There wasn’t much to learn from the site because 90% of it was completely off-limits due to bureaucratic restrictions and unsafe cliffs (these cave-temples have a habit of collapsing every few years), but it was yet another site to eventually compare to our work in Rongxian later in the month. I’m currently building a 3D model from one of the stupas I photographed at the base of the hill from long-range, and I’ll be posting it in the next entry.

It’s sad what’s happened to many of these sites – they’re truly just skeletons of themselves, which is to be expected of cities and sanctuaries with wealth that were plundered over hundreds or thousands of years, but these ones truly were not destroyed until the early 20th century.

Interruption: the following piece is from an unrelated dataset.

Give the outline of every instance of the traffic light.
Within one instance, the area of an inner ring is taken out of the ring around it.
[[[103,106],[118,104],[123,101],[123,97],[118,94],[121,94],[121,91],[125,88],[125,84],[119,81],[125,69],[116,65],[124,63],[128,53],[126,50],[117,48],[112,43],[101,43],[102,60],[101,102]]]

A combination of two things occurred: first, German and British explorers of the geopolitical Great Game discovered these sites and stripped them of all their artistic worth manually, sawing off hundreds of wall-paintings and taking them back to collections in Europe; and second, now-Muslim Uighur populations who had never uncovered these caves saw the images that remained as idolatrous and took to them with pick-axes in a similar way to ISIS at Nineveh or the Taliban at Bamiyan (without the rocket launchers, of course). Most sites along the Silk Road, therefore, are irreparably broken, and are more ghostly reminders of both treasure-hunters and intolerance between religions than informative encyclopedias on past civilizations.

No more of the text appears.